In the Renaissance, what we now call art was always made for a specific place, serving a function in an altar or wealthy patron’s house. As in antiquity, artisans were workers for hire. He recounts how the contract for one of Leonardo da Vinci’s most famous paintings specified details of what elements and how many would appear in the painting, and how the guy who made the frame got paid more than Leonardo himself. Artisans like Raphael would not recognize our description of him as an artistic genius.

The notion of “art” as separate from “craft” arose in stages over roughly a century, starting around the 17th century. With the growth of a middle class, as well as the growth of a more secular society away from religious institutions, art became separated into museums, and artists lost opportunities from the old patronage system. Art became more of something bought and sold outside of patronage, and artists needed to promote themselves; the Romantics advocated for revering art itself (and thus artists) as inspired genius. Art took over some of the functions of religion in providing for spiritual reverence.

He also argues that the separation of art and craft was gendered, with traditionally “feminine” activities being relegated to low-status crafts, while high art becoming purely the domain of men.

He points out that other societies like Japan that have not adopted the separation between high art and everything else, and describes native tribes that likewise do not make this distinction. While there have been waves of efforts to incorporate various kinds of tribal art into fine art museums (previously under the unfortunate name “primitive art”), he criticizes such approaches for imposing a Western dichotomy onto practices that do not recognize such a dichotomy.

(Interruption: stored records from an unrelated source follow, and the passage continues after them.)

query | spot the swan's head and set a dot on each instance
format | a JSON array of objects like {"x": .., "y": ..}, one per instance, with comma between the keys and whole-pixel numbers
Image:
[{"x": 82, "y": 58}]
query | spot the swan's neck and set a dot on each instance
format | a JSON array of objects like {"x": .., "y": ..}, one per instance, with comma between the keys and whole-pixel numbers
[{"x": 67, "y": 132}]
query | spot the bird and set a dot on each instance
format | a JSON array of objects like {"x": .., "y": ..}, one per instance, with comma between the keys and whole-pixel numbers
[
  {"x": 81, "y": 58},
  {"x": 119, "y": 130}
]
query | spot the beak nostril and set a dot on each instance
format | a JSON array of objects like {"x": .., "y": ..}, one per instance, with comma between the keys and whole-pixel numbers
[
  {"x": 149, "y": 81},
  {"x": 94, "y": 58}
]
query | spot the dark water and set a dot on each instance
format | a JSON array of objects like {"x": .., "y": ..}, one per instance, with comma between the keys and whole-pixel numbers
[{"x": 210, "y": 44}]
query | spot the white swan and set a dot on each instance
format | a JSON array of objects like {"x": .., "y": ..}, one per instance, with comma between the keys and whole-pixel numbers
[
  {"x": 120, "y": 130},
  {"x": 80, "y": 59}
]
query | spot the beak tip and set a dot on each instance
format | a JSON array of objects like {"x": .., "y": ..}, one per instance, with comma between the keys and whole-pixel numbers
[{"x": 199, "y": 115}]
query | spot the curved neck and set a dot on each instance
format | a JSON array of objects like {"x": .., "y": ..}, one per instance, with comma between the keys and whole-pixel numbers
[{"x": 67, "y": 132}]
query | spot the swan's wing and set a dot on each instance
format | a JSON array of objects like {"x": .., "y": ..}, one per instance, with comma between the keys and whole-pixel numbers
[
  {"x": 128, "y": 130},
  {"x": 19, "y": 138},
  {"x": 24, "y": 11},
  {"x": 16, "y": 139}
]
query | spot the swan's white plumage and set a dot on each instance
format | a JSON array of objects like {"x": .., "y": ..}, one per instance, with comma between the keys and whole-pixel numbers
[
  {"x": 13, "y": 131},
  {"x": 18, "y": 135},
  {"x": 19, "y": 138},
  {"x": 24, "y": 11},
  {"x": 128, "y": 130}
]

This background seems like crucial information for anyone trying to reason about the nature of art and what it means across socities and cultures. I like to believe that the notion of “art” is still meaningful even when talking about antiquity, but we have to recognize that we’re imposing a distinction that did not exist at the time. When we talk about the nature of “art,” we’re talking about certain aspects of aesthetic, social, and emotional experience apart from, say, pure functionality. But such distinctions may be at least a little arbitrary, and we always need to define what exactly we mean when we’re talking about art.